Dälek - Asphalt for Eden Je suis membre d'une drôle de génération. La plupart des mes amis écoutent du rap, plus précisément de la trap. Beaucoup de rap, notamment des trucs vocoderisés/autotunisés à mort avec des instrus débiles qui n'ont d'égales que la vacuité de leurs textes. Ce sont quand même mes amis. J'essaye donc parfois d'échanger avec eux, régulièrement je leur demande, fier d'avoir trouvé une pépite qui leur a peut être échappé : "Tu connais pas Dalëk ?"

"Non, ça a l'air cool, j'irais écouter.", me répondent-ils à chaque fois. L'affaire reste toujours sans suite. Quand j'écoute le dernier album de ce groupe de hip-hop désormais signé sur un label de black métal, je commence à comprendre. Dans son esthétique et sa construction, Dalëk a bâti une musique qui ne pourra jamais atteindre les oreilles de jeunes blancs habitués à se prendre pour des petits blacks de Baltimore, parce qu'ils écoutent de la musique vide de sens qui véhiculerait des codes compréhensibles uniquement dans la street, dont ils font partie dans leur tête de jeunes blancs culpabilisés qui s'emmerdent. A tel point qu'on me le dit régulièrement : "Tu nous fais chier avec ton rap conscient !". Les camarades de ma génération préfèrent ne pas trop conscientiser, ils morflent déjà assez comme ça dans leur vie de tous les jours.

Or, écouter Dalëk relève quand même d'un certain investissement émotionnel. Écouter Dalëk, c'est dire oui pour un voyage pas forcément agréable, potentiellement toxique, voire déprimant.

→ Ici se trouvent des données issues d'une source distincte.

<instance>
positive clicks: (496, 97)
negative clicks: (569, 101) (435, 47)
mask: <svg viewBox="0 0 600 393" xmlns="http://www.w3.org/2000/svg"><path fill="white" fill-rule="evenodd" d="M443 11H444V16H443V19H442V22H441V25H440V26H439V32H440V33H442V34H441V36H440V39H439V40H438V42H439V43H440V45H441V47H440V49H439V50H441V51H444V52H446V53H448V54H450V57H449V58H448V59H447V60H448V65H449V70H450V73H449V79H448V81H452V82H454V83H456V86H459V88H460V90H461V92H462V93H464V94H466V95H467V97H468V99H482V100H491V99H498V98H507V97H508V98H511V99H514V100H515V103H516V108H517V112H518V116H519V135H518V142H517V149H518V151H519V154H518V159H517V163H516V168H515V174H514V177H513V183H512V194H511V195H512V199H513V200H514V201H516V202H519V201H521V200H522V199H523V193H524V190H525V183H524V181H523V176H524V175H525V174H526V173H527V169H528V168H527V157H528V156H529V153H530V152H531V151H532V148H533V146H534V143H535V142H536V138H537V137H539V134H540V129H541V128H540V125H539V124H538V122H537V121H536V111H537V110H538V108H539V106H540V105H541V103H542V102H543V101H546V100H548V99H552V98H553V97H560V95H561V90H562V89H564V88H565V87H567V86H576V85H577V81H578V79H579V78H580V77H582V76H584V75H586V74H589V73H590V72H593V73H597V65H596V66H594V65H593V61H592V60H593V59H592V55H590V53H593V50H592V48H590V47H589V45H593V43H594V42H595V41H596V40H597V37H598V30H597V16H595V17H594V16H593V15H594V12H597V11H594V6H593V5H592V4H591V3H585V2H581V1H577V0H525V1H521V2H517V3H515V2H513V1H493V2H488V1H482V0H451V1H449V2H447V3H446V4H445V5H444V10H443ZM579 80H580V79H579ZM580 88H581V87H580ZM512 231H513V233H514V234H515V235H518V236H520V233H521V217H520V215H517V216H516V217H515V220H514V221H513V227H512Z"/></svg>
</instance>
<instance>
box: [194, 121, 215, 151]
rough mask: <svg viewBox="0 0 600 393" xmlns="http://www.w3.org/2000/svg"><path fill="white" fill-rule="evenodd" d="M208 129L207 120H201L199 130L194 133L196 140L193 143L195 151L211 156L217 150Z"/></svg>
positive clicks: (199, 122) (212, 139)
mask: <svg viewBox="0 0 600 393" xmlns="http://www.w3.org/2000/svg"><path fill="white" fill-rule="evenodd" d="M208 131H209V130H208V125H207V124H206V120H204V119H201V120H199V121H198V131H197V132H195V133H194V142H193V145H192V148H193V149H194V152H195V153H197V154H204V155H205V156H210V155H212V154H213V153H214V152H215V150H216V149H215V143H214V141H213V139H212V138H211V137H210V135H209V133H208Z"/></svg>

Dans ce registre, Absence était une réelle chape de plomb que l'on acceptait de se faire déverser sur la tronche jusqu'à l'étouffement complet et pendant un long moment. Écouter Dalëk, c'est plonger dans un brouillard urbain pollué, noir, dégoûtant, confortable et fascinant, revenir tout noir et ne pas être capable d'expliquer à ses potes où l'on a bien pu traîné pour être aussi cradingue.

On n'ira pas jusqu'à parler d'éclaircie avec Asphalt for Eden, mais clairement, le ciel y passe du noir au gris. Le groupe s'est longtemps évertué à nous dépeindre la dystopie d'aujourd'hui. Maintenant que nous y sommes réellement, il nous fournit quelques très bons réquiems aux instrus crépusculaires et liquides. Des sons qui filent entre les doigts, qui s'évaporent et s'inhalent. La bulle néanmoins éclate plus vite que prévu. Là où Dalëk nous laissait d'habitude exsangue à la fin de ces albums, il nous propose cette fois d'y revenir plus vite et plus facilement.

Possible que les fans soient un peu sur leur faim après 6 ans d'attente, sûr aussi que mes amis ne s'y mettront toujours pas. Chacun sa bulle.